Andrew Cuomo’s Celebrity Challenger Not Going Over Well With Voters
As suspected, Cynthia Nixon is not shaping up to be much of a challenge for Andrew Cuomo.
As I noted last week, former ‘Sex And The City’ star Cynthia Nixon had entered the race for the Democratic nomination for Governor of New York against Andrew Cuomo who is seeking a third term in office this year. At the time it seemed apparent that Nixon’s bid was a long shot at best, and the latest poll out of New York City seems to confirm that:
A majority of Democratic voters in New York City believe New York Gov. Andrew Cuomo would be better for the city than his primary opponent Cynthia Nixon, according to a Quinnipiac University poll released Wednesday.
Sixty-four percent said Cuomo would be better for New York City than Nixon. Only 21% preferred Nixon for the city’s future.
Among New York City voters overall, 58% of responding voters said Cuomo would be better compared to 22% who said Nixon.
In January, she spoke at “the People’s State of the Union” as an alternative event to President Donald Trump’s State of the Union speech. She also served on Mayor Bill de Blasio’s advisory board for the Mayor’s Fund to Advance New York City and was honored with a Human Rights Campaign award for activism on marriage equality.
The poll also showed majority support from New York City voters for Cuomo, with 56% approving of his performance and 37% disapproving. Among New York City Democrats, 64% approved of his performance.
This is the first poll taken since Nixon entered the race, although it’s worth noting that a Sienna poll released on the same day Nixon entered the race showed Cuomo beating the actress by an overwhelming margin. While this is only a poll of New York City Democrats, it definitely suggests that any idea that Nixon poses a serious threat to Cuomo can be put to rest at least for the moment. Even though it’s limited in scope, it is notable in no small part because Nixon has spent much of her first week or so on the campaign trail highlighting issues of concern to New York City voters such as the current state of the city’s mass transit system. So far at least, that doesn’t seem to be making much of a dent in the race and neither does Nixon’s celebrity status. It’s also worth noting that four years ago New York City voters made up more than half of all the people who voted in the Democratic primary statewide, so without a strong performance in the city it’s unlikely that Nixon will be anything other than a gadfly candidate. This is especially true given the fact that it seems unlikely that she’s the kind of candidate that would go over well with upstate New York voters in a Democratic primary.
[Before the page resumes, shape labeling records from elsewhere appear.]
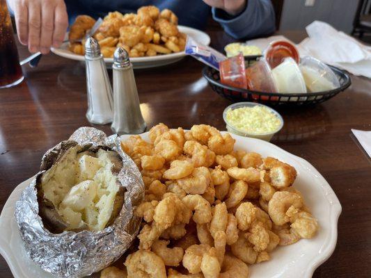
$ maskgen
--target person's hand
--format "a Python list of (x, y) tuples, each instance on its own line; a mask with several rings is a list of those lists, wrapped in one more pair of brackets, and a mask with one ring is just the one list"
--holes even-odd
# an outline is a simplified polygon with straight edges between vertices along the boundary
[(203, 0), (212, 7), (224, 10), (231, 15), (240, 13), (245, 8), (246, 0)]
[(68, 26), (63, 0), (9, 0), (19, 41), (31, 53), (47, 54), (58, 47)]

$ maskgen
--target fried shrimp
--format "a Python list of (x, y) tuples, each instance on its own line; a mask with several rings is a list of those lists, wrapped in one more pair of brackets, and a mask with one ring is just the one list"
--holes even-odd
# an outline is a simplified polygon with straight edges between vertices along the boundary
[(212, 183), (215, 186), (215, 197), (223, 200), (228, 193), (230, 183), (228, 173), (221, 170), (220, 165), (210, 171)]
[(197, 274), (182, 274), (177, 271), (169, 268), (168, 270), (168, 278), (204, 278), (202, 273)]
[(260, 181), (260, 171), (255, 168), (238, 168), (232, 167), (227, 170), (228, 174), (237, 180), (254, 183)]
[(250, 225), (255, 219), (255, 206), (249, 202), (241, 204), (236, 211), (236, 219), (238, 223), (238, 229), (246, 231), (250, 228)]
[(181, 152), (182, 149), (172, 140), (161, 140), (155, 146), (155, 152), (164, 157), (166, 161), (174, 160)]
[(134, 215), (141, 217), (146, 222), (153, 221), (155, 208), (159, 204), (158, 201), (146, 202), (141, 203), (134, 211)]
[(168, 19), (173, 24), (177, 25), (177, 17), (169, 9), (162, 10), (161, 11), (160, 17)]
[(196, 227), (197, 237), (200, 243), (212, 246), (214, 245), (214, 238), (210, 234), (210, 231), (209, 231), (207, 224), (197, 224)]
[(306, 211), (301, 211), (290, 217), (291, 228), (303, 238), (313, 238), (318, 229), (317, 219)]
[(154, 143), (158, 136), (168, 131), (168, 127), (166, 124), (159, 123), (150, 129), (148, 137), (151, 142)]
[(138, 235), (139, 249), (150, 249), (153, 242), (160, 237), (164, 231), (164, 227), (157, 225), (155, 222), (150, 225), (148, 224), (144, 225)]
[(166, 229), (161, 234), (161, 237), (165, 239), (179, 239), (184, 236), (186, 234), (185, 223), (180, 223)]
[(214, 247), (211, 247), (203, 254), (200, 268), (205, 278), (218, 278), (221, 264)]
[(262, 198), (265, 201), (269, 201), (273, 195), (276, 193), (276, 189), (271, 186), (269, 183), (262, 182), (260, 183), (260, 188), (259, 189), (259, 194), (262, 196)]
[(259, 222), (253, 222), (249, 232), (246, 234), (247, 238), (254, 247), (256, 252), (264, 251), (269, 243), (269, 234)]
[(246, 278), (248, 268), (242, 261), (230, 255), (226, 255), (219, 278)]
[(207, 145), (211, 136), (220, 134), (216, 128), (207, 124), (194, 124), (191, 128), (191, 133), (194, 138), (205, 145)]
[(127, 278), (166, 278), (162, 259), (150, 251), (138, 250), (127, 256)]
[(248, 152), (241, 158), (242, 168), (259, 168), (262, 163), (262, 156), (255, 152)]
[(159, 10), (155, 6), (145, 6), (141, 7), (136, 11), (138, 15), (145, 15), (156, 20), (159, 16)]
[(230, 185), (226, 204), (228, 208), (236, 206), (246, 196), (247, 183), (244, 181), (237, 181)]
[(165, 230), (171, 226), (175, 219), (176, 211), (175, 202), (173, 198), (164, 198), (156, 206), (153, 220), (156, 222), (157, 226)]
[(237, 240), (230, 245), (230, 251), (244, 263), (248, 264), (255, 263), (258, 256), (258, 252), (242, 232), (239, 233)]
[(215, 235), (219, 231), (226, 231), (228, 220), (228, 213), (227, 206), (223, 202), (215, 206), (213, 211), (213, 215), (210, 222), (210, 230), (212, 236), (215, 238)]
[(288, 225), (273, 226), (273, 231), (280, 238), (279, 245), (285, 246), (297, 243), (300, 239), (300, 236), (294, 229), (290, 229)]
[(165, 158), (161, 156), (143, 156), (141, 162), (144, 170), (160, 170), (164, 167)]
[(70, 42), (82, 39), (95, 23), (95, 19), (88, 15), (77, 16), (74, 24), (70, 28), (70, 33), (68, 33)]
[(189, 176), (194, 170), (193, 164), (187, 161), (173, 161), (170, 164), (170, 169), (164, 173), (164, 178), (166, 179), (185, 178)]
[(177, 129), (169, 129), (156, 138), (155, 145), (157, 144), (163, 139), (172, 140), (177, 143), (180, 149), (183, 149), (185, 142), (184, 131), (181, 127)]
[(161, 200), (166, 192), (166, 186), (160, 181), (155, 180), (148, 186), (145, 190), (145, 199), (147, 201)]
[(297, 177), (297, 171), (292, 166), (281, 163), (271, 168), (269, 177), (273, 186), (278, 189), (284, 188), (294, 183)]
[(109, 266), (100, 272), (100, 278), (127, 278), (126, 271), (122, 270), (116, 266)]
[(179, 33), (177, 26), (164, 18), (159, 18), (156, 21), (155, 28), (161, 35), (168, 38), (173, 35), (177, 35)]
[(233, 151), (236, 140), (229, 133), (212, 136), (207, 142), (209, 149), (216, 154), (228, 154)]
[(180, 247), (168, 248), (170, 240), (156, 240), (152, 245), (152, 251), (159, 256), (165, 265), (177, 266), (183, 259), (184, 251)]
[(177, 182), (187, 193), (202, 195), (211, 182), (211, 176), (207, 167), (199, 167), (194, 169), (191, 176)]
[(226, 154), (225, 156), (218, 155), (215, 157), (215, 162), (223, 169), (229, 169), (238, 166), (237, 160), (230, 154)]
[(189, 246), (183, 256), (183, 266), (188, 270), (189, 273), (200, 272), (203, 256), (210, 249), (210, 246), (206, 244)]
[(194, 167), (210, 167), (215, 161), (215, 154), (196, 141), (186, 141), (183, 150), (191, 156)]
[(221, 265), (223, 263), (223, 260), (224, 259), (226, 245), (227, 236), (226, 235), (226, 233), (223, 231), (218, 231), (215, 234), (214, 247), (216, 251), (216, 256)]
[(303, 205), (303, 199), (298, 194), (278, 191), (273, 195), (268, 204), (268, 213), (274, 224), (281, 226), (290, 220), (286, 211), (290, 206), (300, 208)]
[(119, 32), (120, 42), (129, 47), (138, 44), (143, 35), (143, 30), (135, 25), (124, 26), (120, 28)]
[(237, 220), (235, 215), (228, 213), (227, 227), (226, 228), (227, 244), (231, 245), (238, 239)]
[(210, 204), (202, 196), (189, 195), (182, 199), (183, 202), (191, 211), (194, 211), (192, 219), (197, 224), (208, 223), (212, 220)]

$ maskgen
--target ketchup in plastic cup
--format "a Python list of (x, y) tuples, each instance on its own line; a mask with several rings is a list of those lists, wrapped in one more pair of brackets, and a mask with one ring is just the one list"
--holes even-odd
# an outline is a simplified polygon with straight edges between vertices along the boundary
[(271, 69), (274, 69), (287, 57), (292, 58), (298, 64), (299, 62), (299, 51), (295, 46), (285, 40), (271, 42), (265, 49), (264, 56)]
[(245, 59), (242, 53), (220, 62), (219, 71), (223, 84), (242, 89), (247, 88)]
[[(271, 67), (264, 59), (255, 63), (246, 69), (247, 88), (257, 92), (276, 92), (277, 88), (273, 79)], [(259, 99), (258, 95), (253, 95), (253, 99)], [(271, 100), (278, 100), (277, 97), (271, 97)], [(268, 100), (267, 96), (261, 96), (260, 99)]]

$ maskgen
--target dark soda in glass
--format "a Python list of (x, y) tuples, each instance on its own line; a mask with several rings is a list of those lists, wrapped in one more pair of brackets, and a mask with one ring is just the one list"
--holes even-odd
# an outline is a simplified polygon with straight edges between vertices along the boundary
[(6, 0), (0, 0), (0, 88), (19, 83), (23, 74)]

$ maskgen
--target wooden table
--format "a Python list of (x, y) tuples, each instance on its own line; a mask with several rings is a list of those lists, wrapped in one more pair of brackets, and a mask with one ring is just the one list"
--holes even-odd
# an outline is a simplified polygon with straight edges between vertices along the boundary
[[(210, 34), (222, 49), (232, 39)], [(298, 42), (305, 34), (285, 34)], [(21, 58), (29, 55), (19, 47)], [(203, 65), (187, 57), (157, 69), (135, 72), (141, 108), (148, 127), (164, 122), (190, 128), (205, 123), (224, 129), (223, 109), (230, 102), (208, 86)], [(38, 172), (42, 154), (68, 138), (86, 120), (84, 64), (43, 57), (36, 68), (24, 67), (25, 81), (0, 90), (0, 210), (19, 183)], [(371, 130), (371, 81), (352, 76), (352, 85), (314, 107), (279, 109), (285, 120), (272, 142), (308, 160), (331, 185), (342, 206), (338, 239), (331, 257), (314, 277), (366, 277), (371, 272), (371, 167), (351, 129)], [(111, 134), (110, 126), (95, 126)], [(0, 256), (0, 277), (12, 277)]]

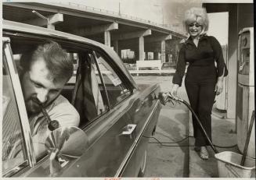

Jazz Shaw, who lives in upstate New York, comments:
There are a couple of caveats to note here. First of all, this isn’t a poll of all of New York State. It was just taken in the five boroughs of New York City. For what it’s worth, Nixon does predictably better in Manhattan and Staten Island than she does in the Bronx. But looking at previous Democratic primaries in New York, upstate doesn’t traditionally vary all that much from the results in the city. And as I noted before, if anything, Cynthia Nixon will struggle even more with the more rural, upstate voters than she does in her television home of Manhattan.
With all that in mind, those are some dismal numbers for the upstart challenger. Among Democrats (the only ones who can vote in our closed primaries) Cuomo is winning 64-21. And this isn’t a name recognition issue where an unknown challenger might do better later in the race once people get to know them. There are not many undecided voters out there.
Looking for better news in the demographic pigeonholes doesn’t work much better for Nixon either. Amazingly, Nixon actually does worse with Democratic women (20%) than she does with men (25%). She does worse with black voters than whites (though she does the best with Hispanics at 26%). She does best with the youngest voters, ages 18-34, ringing up 34% support, but for all voters over the age of 50 she can’t make it out of the teens.
In other words, she’s trying to play in a Democratic Party race where the politics of gender, race and every other societal division are their bread and butter. But she’s not finding a “home” with any of their core constituencies except possibly in the youth vote. And even there Cuomo is still pulling in a majority.
Ordinarily, a badly trailing candidate like Nixon wouldn’t gain much press attention but the fact that she’s campaigning in what is arguably the cradle of American mass media, combined with her celebrity status and the fact that Cuomo is often mentioned as a potential 2020 Presidential nominee for the Democrats, likely means this race will get more attention than it otherwise would. Even with all that, though, it seems unlikely that Nixon is going to be a serious challenge for Cuomo, and that he’ll likely coast to both the Democratic nomination and a third term in November.